Nor did they forget Bella Wilfer (for whose disappointment, at not getting the rich husband she had expected, they felt very sorry), and soon invited her to live with them. Bella was a good-tempered, pretty girl, though inclined to be somewhat selfish and spoiled, and she was not sure, after all, that she would have liked a husband who had been willed to her like a dozen silver spoons; so she did not grieve greatly, and accepted Mr. and Mrs. Boffin's offer gratefully.

So now the secretary, John Rokesmith, beside being constantly with Mr. and Mrs. Boffin, whom he had always loved, had a chance to see Bella every day, and he was not long in finding out that it would be very easy, indeed, for him to fall in love with her.

II
LIZZIE HEXAM AND THE DOLLS' DRESSMAKER

Hexam, the riverman who had found the body floating in the Thames, made a living by watching in his boat for drowned bodies, and getting any rewards that might be offered for finding them. He had two children—a daughter, Lizzie, who used to row the boat for him, and a younger son, Charley.

Lizzie was a beautiful girl and a good daughter, and she never ceased to beseech her father to quit this ghastly business. She saved every cent she could get to give her brother some schooling, and kept urging the boy until he left home and became a teacher in a respectable school. For her own part she chose to stay by her father, hoping, in spite of her hatred of his calling, to make him sometime something better.

The night Hexam found the body the lawyers who had the Harmon will in charge came to his house to see about it. One of them, a careless young man by the name of Eugene Wrayburn, was greatly struck with the beauty of Lizzie, and pitied her because of the life she was obliged to live, and this interest in her made him even more deeply interested in the case of the odd will and the strange murder.

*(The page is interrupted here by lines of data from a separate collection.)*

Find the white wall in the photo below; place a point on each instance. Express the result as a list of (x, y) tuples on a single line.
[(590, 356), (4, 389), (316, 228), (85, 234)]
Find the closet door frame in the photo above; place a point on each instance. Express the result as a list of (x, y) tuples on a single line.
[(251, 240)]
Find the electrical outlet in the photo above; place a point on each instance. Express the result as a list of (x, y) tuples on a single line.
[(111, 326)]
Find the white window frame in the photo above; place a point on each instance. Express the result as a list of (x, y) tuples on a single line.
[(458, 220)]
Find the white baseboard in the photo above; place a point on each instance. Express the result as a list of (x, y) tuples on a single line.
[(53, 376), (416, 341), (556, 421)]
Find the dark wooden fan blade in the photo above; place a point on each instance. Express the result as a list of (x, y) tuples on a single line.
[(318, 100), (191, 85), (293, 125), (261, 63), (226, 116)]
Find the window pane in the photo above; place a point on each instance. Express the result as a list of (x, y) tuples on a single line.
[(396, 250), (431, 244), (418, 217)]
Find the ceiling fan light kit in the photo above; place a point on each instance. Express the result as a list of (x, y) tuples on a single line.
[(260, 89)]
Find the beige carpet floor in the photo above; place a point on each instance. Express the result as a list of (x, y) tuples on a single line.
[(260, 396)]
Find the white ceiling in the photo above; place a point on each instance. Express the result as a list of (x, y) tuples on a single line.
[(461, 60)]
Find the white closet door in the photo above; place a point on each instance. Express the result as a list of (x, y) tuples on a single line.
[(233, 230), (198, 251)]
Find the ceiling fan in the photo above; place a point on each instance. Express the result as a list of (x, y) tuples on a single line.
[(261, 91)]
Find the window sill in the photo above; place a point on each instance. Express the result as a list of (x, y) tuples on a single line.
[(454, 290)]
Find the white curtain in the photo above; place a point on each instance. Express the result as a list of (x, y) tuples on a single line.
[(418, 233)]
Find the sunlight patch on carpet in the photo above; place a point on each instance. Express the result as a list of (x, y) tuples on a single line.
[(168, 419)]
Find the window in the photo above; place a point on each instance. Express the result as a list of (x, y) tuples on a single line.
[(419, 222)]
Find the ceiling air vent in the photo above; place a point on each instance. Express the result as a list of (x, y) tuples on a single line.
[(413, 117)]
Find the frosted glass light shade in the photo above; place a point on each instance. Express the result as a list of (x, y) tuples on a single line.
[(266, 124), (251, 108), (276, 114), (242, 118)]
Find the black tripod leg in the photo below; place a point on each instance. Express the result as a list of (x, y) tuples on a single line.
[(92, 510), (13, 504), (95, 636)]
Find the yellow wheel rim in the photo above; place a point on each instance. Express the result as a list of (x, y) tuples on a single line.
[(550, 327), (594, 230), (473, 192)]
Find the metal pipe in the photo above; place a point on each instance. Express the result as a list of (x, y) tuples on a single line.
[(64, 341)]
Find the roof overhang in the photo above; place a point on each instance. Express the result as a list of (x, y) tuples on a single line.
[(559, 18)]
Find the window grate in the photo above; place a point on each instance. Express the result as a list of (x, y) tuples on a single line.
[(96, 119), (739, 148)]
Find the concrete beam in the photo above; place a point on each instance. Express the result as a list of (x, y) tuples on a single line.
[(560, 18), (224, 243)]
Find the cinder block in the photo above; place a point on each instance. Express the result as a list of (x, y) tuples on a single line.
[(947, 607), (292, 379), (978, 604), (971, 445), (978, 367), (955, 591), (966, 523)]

Now Mr. and Mrs. Boffin, since they were rich, had offered a great reward for the arrest of the murderer of John Harmon. To get this reward and at the same time to avenge himself on his old partner Hexam for casting him off, Rogue Riderhood went to the lawyers and declared that it was Hexam himself who had really killed the man whose body he had found. Riderhood swore that Hexam had confessed the crime to him.

Wrayburn, knowing what a shock this charge against her father would be for Lizzie, went with the officers sent to seize him. But they made no arrest, for that night Hexam himself was drowned by accidentally falling from his own boat.

But the false charge against him lay heavy on Lizzie's mind. She hated the river and all that was connected with it, and soon found herself a decent lodging in another part of London.